Konsentrasi pengguna di Jawa/Jabodetabek (31,71% dari total) menunjukkan bahwa masih ada peluang ekspansi besar di luar Jawa, tetapi juga disparitas digital yang signifikan.

Non-performing financing, stabilisasi di level 2,6-2,9%. Meski NPF agregat menunjukkan stabilisasi, data mendetail mengungkapkan masalah tersembunyi. Oktober 2025, NPF 2,79% (penurunan dari 2,92% September). Sedangkan Bulan Agustus 2025 mencapai NPF 2,61% untuk perbankan. Tren yang terjadi relatif stabil di bawah 5% (standar normal industri).

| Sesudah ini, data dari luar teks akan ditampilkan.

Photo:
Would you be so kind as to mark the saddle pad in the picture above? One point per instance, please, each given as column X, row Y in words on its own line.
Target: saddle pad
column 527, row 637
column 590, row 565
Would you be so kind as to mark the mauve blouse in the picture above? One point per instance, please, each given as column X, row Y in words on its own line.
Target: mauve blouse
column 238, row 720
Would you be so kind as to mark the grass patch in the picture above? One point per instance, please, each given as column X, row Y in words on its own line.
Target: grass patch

Ledakan kredit macet di kalangan muda mencapai 763% lonjakan. Statistik paling mengkhawatirkan adalah ledakan default di kalangan usia muda. Peminjam di bawah 19 tahun dengan pinjaman macet, 21.774 akun Semester I 2025. Peningkatan, 763 persen dibanding 2.521 akun Semester I 2024. Lalu, untuk Implikasi, lonjakan ini 9 kali lebih besar dari pertumbuhan paylater secara umum.

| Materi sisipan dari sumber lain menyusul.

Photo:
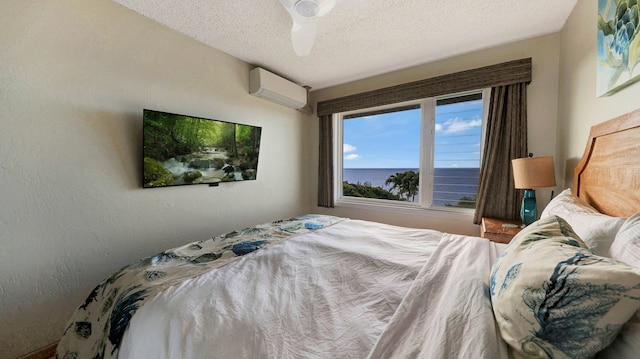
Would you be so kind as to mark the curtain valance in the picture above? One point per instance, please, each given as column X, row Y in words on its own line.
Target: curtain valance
column 507, row 73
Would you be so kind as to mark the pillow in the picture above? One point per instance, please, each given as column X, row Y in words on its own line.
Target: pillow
column 626, row 248
column 554, row 298
column 626, row 245
column 597, row 230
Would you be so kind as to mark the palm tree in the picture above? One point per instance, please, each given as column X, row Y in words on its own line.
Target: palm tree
column 406, row 183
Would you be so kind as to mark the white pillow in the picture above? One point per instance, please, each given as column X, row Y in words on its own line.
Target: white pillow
column 597, row 230
column 626, row 245
column 553, row 298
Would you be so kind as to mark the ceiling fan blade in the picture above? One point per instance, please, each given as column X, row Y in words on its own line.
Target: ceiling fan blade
column 302, row 37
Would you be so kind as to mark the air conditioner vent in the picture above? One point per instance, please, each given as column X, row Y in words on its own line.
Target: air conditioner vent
column 274, row 88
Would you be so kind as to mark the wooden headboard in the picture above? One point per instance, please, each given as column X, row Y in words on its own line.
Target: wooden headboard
column 608, row 174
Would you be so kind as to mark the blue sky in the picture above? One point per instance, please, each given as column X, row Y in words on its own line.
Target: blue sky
column 393, row 140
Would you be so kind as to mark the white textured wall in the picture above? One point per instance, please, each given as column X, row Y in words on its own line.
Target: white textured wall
column 74, row 79
column 542, row 118
column 579, row 107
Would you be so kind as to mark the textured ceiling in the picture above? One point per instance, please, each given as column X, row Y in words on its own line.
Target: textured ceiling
column 365, row 38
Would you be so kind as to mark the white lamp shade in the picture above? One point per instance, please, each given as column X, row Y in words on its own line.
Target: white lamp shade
column 533, row 172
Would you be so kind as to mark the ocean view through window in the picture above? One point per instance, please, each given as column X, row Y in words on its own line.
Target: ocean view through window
column 424, row 153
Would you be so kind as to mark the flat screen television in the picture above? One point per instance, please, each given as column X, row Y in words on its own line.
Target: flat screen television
column 186, row 150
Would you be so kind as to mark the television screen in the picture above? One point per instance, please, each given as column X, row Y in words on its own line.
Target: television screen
column 185, row 150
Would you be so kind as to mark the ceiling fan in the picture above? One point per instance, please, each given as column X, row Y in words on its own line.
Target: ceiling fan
column 305, row 15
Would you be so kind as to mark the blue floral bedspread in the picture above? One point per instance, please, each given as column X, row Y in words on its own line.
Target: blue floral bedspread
column 98, row 325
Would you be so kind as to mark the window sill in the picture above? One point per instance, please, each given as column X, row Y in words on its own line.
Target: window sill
column 384, row 205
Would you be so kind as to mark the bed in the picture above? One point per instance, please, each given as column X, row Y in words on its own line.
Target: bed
column 318, row 286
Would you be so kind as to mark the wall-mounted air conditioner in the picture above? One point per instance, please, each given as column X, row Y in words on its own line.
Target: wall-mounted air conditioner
column 274, row 88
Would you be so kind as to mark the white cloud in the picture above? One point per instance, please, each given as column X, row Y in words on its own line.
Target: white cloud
column 348, row 148
column 458, row 125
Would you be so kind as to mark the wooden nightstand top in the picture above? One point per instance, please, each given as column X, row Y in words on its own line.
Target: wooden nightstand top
column 499, row 230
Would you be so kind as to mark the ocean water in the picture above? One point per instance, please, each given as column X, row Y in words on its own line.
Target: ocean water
column 450, row 184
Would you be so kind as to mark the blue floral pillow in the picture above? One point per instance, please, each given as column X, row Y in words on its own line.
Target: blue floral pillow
column 553, row 298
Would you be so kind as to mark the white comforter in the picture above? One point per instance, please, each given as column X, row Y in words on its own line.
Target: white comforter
column 355, row 289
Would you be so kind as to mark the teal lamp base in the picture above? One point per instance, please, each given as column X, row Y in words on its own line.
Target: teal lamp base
column 529, row 210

Angka ini menunjukkan bahwa algoritma approval fintech tidak cukup ketat dalam memfilter kemampuan bayar, dan literasi keuangan generasi muda sangat rendah terhadap konsekuensi cicilan jangka panjang.

Lima poin utama regulasi baru yang nantinya mulai efektif pada 1 Januari 2027. Di tengah ekspansi agresif, OJK akhirnya mengeluarkan regulasi komprehensif untuk pertama kalinya.
Pertama, batasan limit kredit gabungan. Total limit di semua platform paylater dibatasi. Perhitungan terintegrasi real-time melalui sistem OJK dan tujuannya adalah mencegah over-leverage konsumen.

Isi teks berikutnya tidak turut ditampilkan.